The combination of two mRNAs has been shown to be particularly effective in restoring cardiac function – much more than each mRNA taken separately. After injecting these transcription factors into the hearts of mice, muscle cell nuclei doubled at least 15 times (and even more than 17 times) in 24 hours! ” The lab found that heart muscle cells multiply rapidly within a day, while hearts repaired over the next month to return to the heart’s near-normal pumping function, with little to no scarring. Schwartz says.

The figure shows an example of the repair He lives From the heart of an infarcted adult mouse, by injecting a mixture of STEMIN and YAP5SA mRNA. After four weeks, the severed and stained hearts show a significant reduction in the affected area. © Journal of Cardiovascular Aging

STEMIN and YAP5SA enhanced cardiomyocyte proliferation by inhibiting SRF-dependent cardiomyocyte differentiation, thus pushing cardiomyocytes to a more primitive stage to promote cell proliferation. Summarize the researchers in Journal of Cardiovascular Aging. This unprecedented approach not only made it possible to repair heart muscle cells in mice, but also to regenerate them after a heart attack. ” No one has been able to do this to this extent and we believe it could become a possible cure for humans. Schwartz confirms.
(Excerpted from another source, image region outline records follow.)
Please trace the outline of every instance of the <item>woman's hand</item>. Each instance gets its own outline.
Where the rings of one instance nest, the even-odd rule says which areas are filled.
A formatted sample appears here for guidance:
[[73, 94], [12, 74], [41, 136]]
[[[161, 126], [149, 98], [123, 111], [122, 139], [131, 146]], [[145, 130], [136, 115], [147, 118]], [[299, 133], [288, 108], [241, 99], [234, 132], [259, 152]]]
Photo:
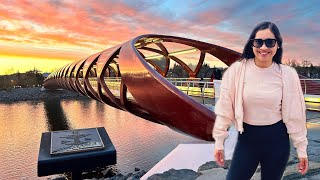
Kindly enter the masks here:
[[299, 164], [297, 166], [299, 173], [305, 175], [309, 168], [308, 158], [299, 158]]
[[223, 149], [217, 149], [217, 150], [215, 149], [214, 158], [216, 159], [216, 162], [220, 167], [224, 166], [224, 150]]

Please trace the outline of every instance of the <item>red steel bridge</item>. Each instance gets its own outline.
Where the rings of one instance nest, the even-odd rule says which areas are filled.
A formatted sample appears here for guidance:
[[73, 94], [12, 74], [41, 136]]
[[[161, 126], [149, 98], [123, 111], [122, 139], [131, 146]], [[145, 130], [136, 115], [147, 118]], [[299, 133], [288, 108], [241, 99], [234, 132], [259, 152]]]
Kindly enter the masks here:
[[[182, 56], [191, 52], [192, 56]], [[169, 68], [179, 65], [190, 78], [195, 78], [207, 57], [229, 66], [240, 55], [196, 40], [142, 35], [62, 67], [49, 75], [44, 87], [69, 89], [143, 119], [212, 141], [214, 112], [170, 83], [166, 79], [171, 77]], [[112, 78], [119, 79], [118, 93], [110, 84]]]

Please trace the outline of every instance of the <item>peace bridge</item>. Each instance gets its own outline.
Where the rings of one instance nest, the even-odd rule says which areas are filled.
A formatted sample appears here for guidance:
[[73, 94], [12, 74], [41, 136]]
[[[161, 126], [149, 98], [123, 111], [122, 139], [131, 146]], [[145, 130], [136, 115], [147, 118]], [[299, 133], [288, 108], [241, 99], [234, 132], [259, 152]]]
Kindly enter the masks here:
[[[220, 80], [200, 81], [197, 77], [204, 64], [218, 62], [229, 66], [239, 57], [240, 53], [214, 44], [142, 35], [62, 67], [45, 80], [44, 87], [69, 89], [212, 141], [213, 108], [219, 97]], [[181, 67], [188, 78], [172, 78], [170, 67], [174, 65]], [[319, 110], [320, 80], [301, 78], [307, 107]], [[315, 119], [317, 123], [319, 120]]]

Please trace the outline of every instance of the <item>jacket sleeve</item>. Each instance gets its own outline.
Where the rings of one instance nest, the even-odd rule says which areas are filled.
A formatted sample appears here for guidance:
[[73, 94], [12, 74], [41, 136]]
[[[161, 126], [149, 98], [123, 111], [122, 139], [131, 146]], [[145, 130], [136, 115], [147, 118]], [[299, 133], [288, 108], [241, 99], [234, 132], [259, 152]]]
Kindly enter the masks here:
[[304, 96], [302, 93], [302, 88], [300, 84], [300, 79], [298, 73], [293, 68], [289, 68], [291, 71], [291, 78], [293, 80], [289, 86], [288, 101], [286, 103], [290, 107], [286, 107], [287, 112], [285, 114], [284, 122], [286, 124], [288, 134], [296, 148], [297, 155], [299, 158], [306, 158], [307, 155], [307, 128], [306, 128], [306, 105], [304, 101]]
[[228, 128], [234, 121], [234, 70], [231, 65], [224, 73], [220, 85], [220, 97], [215, 105], [216, 120], [212, 131], [215, 149], [224, 149]]

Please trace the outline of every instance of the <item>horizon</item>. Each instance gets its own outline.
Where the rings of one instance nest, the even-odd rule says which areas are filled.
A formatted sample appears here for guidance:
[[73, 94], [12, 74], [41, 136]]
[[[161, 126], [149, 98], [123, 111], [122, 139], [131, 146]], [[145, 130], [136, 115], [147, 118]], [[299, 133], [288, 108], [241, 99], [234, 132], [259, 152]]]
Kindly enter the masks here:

An additional advantage of using synthetic mRNA as a delivery method, according to Xiao, is that it disappears on its own within days, unlike viral delivery. Gene therapies delivered to cells by viral vectors already raise several biosafety issues, as they cannot be easily stopped. ” Delivery of stem cell factors with adenovirus is an initial treatment to regenerate cardiac function, but in the long term it causes cardiomyosarcoma. The team says.

Note that this mRNA-based gene delivery method also makes it possible to deliver groups of genes of different proportions, which makes it possible to customize treatment for each patient according to disease progression.